Kronospan, la battaglia sulla fabbrica green di San Vito al Tagliamento

La vicentina Fileo costruzioni ha diffidato il Comune. Al centro dello scontro i terreni dedicati allo sviluppo industriale nella zona del Ponte Rosso

SAN VITO AL TAGLIAMENTO. La Fileo costruzioni, impresa vicentina che ha acquisito i terreni su cui il progetto di Kronospan Italia ha previsto una parte dell’ampliamento nella zona industriale del Ponte Rosso, ha inviato ieri una lettera al Comune di San Vito al Tagliamento dove chiede di rivedere il Pac (piano attuativo comunale) della zona industriale. Annuncia quindi un insediamento industriale “green” con un partner svizzero.

Il sindaco Alberto Bernava, appoggiato da tutta la giunta, commenta: «Queste diffide non sono accettabili né ricevibili».

La società di costruzioni ha acquisito alcuni terreni della zona industriale del Ponte Rosso che nel Paur di Kronospan, che vuol realizzare una linea di produzione di pannelli truciolari da legno riciclato, erano indicati come sede della Silva, società connessa all’ampliamento.
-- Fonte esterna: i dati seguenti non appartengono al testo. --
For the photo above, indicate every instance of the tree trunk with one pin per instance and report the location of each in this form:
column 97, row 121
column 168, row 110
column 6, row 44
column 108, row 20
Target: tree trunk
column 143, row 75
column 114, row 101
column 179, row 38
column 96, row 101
Dell’acquisto, Fileo costruzioni ha dato notizia al Comune, al quale nei giorni scorsi ha inviato una serie di osservazioni al piano attuativo comunale della zona industriale. È il Pac adottato dalla giunta di Antonio Di Bisceglie, sospeso dall’attuale, che però era ritornata sui suoi passi, archiviando la procedura e aprendo la strada all’approvazione prevista le prossime settimane. Pac che interessa Kronospan.

Ieri, Fileo costruzioni ha inviato una lettera di diffida al Comune, agli assessori, ai consiglieri comunali, con cui chiede di correggere il piano attuativo comunale della Zipr adottato dalla giunta Di Bisceglie, in quanto ritiene vi siano errori.

Un piano considerato obsoleto perché del 2020. Un errore riguarderebbe l’aver inserito nei mappali i terreni di proprietà del demanio, che secondo la Fileo costruzioni non sono espropriabili: si può soltanto sdemanializzare e acquistare con asta pubblica e la società ha già manifestato questa volontà.

L’altro sarebbe il fatto di avere inserito dei mappali di proprietà della società nelle aree da espropriare. Su questo, la Regione starebbe facendo verifiche.

La Fileo ricorda che la proprietà privata va rispettata e garantita: ha eseguito un importante investimento per un progetto di sviluppo industriale “green” con un partner rappresentato da una multinazionale svizzera che comporterà la creazione di 135 nuovi posti di lavoro.

Avvisa di tutto ciò il Comune così da correggere ed evitare contenziosi amministrativi, certo nel caso di approvazione. Inoltre, sempre secondo l’impresa, eventuali danni subiti o futuri dalla mancata correzione sarebbero a carico di amministrazione, singoli assessori e consiglieri. Ed è pronta alla tutela dei propri interessi «nelle sedi competenti».

Dura la replica dell’amministrazione. «Per quanto riguarda la parte tecnica, gli uffici stanno verificando e risponderemo – commenta la giunta Bernava –, ma non sono accettabili queste diffide, queste intimazioni a organi legittimamente eletti come giunta e consiglio comunale, che devono, nel rispetto della legge, avere la propria autonomia decisionale. Le istituzioni devono essere rispettate e tutelate».